Les mouvements de protestation des pêcheurs se multiplient partout en France autour de l’opération « filière morte ». L’inquiétude des pêcheurs est partagée par les autres maillons de la filière.
Les pêcheurs ont annoncé le 30 mars la poursuite de l’opération « filière morte » jusqu’au mardi 4 avril. Cette décision fait suite à une réunion avec le secrétaire d’État à la mer, Hervé Berville, aux Sables-d’Olonne. Lequel s’est engagé à défendre les intérêts des pêcheurs français lors d’une réunion prévue à Bruxelles le mardi 4 avril.
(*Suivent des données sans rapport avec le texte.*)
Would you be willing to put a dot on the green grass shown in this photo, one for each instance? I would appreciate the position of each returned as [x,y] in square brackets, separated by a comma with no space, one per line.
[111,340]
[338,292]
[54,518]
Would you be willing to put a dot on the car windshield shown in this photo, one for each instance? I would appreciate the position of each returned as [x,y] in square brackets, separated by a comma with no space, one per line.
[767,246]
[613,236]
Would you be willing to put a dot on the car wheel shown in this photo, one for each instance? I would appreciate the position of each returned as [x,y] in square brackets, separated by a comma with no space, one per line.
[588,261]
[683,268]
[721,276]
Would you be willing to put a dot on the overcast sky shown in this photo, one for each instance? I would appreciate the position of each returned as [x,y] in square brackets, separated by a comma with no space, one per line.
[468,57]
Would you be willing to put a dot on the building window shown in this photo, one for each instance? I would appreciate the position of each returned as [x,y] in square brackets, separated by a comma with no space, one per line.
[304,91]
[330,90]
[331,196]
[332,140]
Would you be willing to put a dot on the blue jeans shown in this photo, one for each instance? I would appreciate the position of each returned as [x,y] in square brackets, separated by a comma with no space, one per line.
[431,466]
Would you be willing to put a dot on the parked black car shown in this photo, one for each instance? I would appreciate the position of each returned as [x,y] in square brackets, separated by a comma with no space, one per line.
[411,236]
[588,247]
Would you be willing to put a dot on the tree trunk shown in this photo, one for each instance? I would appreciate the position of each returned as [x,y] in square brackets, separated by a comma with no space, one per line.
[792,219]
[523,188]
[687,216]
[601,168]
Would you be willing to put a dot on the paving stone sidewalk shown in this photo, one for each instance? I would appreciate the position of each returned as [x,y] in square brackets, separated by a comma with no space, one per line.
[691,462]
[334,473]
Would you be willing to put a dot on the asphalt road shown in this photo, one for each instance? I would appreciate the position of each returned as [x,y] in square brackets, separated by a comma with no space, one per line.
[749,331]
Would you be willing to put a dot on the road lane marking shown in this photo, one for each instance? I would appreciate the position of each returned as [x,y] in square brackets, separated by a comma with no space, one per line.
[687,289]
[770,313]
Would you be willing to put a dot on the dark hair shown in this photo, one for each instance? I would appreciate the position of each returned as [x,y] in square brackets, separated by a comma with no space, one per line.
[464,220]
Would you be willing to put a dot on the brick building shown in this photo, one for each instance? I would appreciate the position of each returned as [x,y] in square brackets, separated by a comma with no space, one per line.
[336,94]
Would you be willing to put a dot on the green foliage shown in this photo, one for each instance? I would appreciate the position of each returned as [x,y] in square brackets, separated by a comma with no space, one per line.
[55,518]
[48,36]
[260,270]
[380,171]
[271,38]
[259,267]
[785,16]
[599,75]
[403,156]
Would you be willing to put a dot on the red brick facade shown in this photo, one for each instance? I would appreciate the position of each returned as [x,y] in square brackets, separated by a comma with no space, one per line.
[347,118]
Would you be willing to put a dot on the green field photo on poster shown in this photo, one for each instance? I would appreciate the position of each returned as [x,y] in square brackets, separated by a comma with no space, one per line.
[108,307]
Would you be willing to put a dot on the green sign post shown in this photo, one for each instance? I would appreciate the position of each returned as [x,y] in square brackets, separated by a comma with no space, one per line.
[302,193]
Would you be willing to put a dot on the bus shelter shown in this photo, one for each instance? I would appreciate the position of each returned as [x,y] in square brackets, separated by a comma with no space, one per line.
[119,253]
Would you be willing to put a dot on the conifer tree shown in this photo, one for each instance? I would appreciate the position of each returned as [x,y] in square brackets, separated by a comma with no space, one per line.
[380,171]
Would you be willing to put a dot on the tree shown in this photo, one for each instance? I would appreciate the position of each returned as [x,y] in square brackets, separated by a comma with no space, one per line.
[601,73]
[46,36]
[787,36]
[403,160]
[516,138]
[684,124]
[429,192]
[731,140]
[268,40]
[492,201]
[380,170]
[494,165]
Le mouvement des pêcheurs a pris de l’ampleur ces derniers jours et se généralise à de nombreux ports, de Boulogne-sur-Mer (premier port de pêche français) à Sète. Une première manifestation avait eu lieu à Rennes le 22 mars (lire notre article Violente manifestation de pêcheurs à Rennes). Hier, près de 500 pêcheurs se sont rassemblés à Brest. Au Havre, le port a été bloqué par une centaine de chalutiers. Des manifestations ont aussi été organisées à Concarneau, Erquy, Granville, Le Croisic, Saint-Jean-de-Luz, etc. À Boulogne-sur-Mer, les pêcheurs poursuivent leur mouvement de grève entamé dimanche. Hier soir, c’est devant la criée, qui sera fermée aujourd’hui pour une nouvelle journée filière morte, qu’ils se sont installés pour un barbecue familial devant un brasero.
Deux décisions ont récemment cristallisé la colère des pêcheurs : la mesure envisagée d’interdiction de tous les arts traînants (dont le chalutage) dans les aires marines protégées d’ici 2030 et la fermeture temporaire (dès l’hiver prochain) de certaines zones de pêche dans le golfe de Gascogne afin d’éviter les captures accidentelles de dauphins. Toutefois, les motifs de grogne sont beaucoup plus nombreux : conséquences du Brexit, augmentation du prix du gasoil, baisse de quotas, plan de sortie de flotte (plus exactement appelé PAI, pour plan d’accompagnement individuel) concernant 90 bateaux, dont 45 en Bretagne.
Dans une lettre ouverte, France Filière Pêche s’inquiète pour toute la filière. « La baisse contrainte des approvisionnements due à la casse des bateaux impacte également l’ensemble du secteur, mareyeurs, poissonniers et enseignes de la distribution. […]Alors que les artisans poissonniers et les enseignes de la distribution représentent 80 % des approvisionnements des foyers français en produits de la mer, un tel choc sur la disponibilité des produits a des répercussions immédiates, voire pérennes, sur la diversité des espèces proposées aux consommateurs français [[et sur]] la souveraineté alimentaire de la France. »
L’Union du mareyage français (UMF) s’est de son côté fendue d’un communiqué de soutien aux pêcheurs français (le communiqué est consultable sur LinkedIn). « L’UMF se joint au cri d’alarme lancé par le CNPMEM. Elle tient à affirmer son soutien aux pêcheurs français, et appelle le gouvernement à tout mettre en œuvre afin de redonner une vision d’avenir à la filière des produits de la pêche vertueuse et actrice de la souveraineté alimentaire. »
À Lorient, l’AAPPPL (Association des acheteurs des produits de la pêche du port de Lorient) assure dans un communiqué que « les menaces de fermetures spatio temporelles, l’interdiction d’accès à certaines zones de pêche, le PAI ne font que signer l’arrêt de mort d’une filière déjà fortement fragilisée par le Brexit, la Covid et la crise énergétique. Sans pêcheurs, c’est toute la chaîne de valeur qui s’affaiblit ».
Un symbolique dépôt de bilan des chefs d’entreprise de toute la filière, accompagné d’un cercueil, est prévu ce midi à Quimper.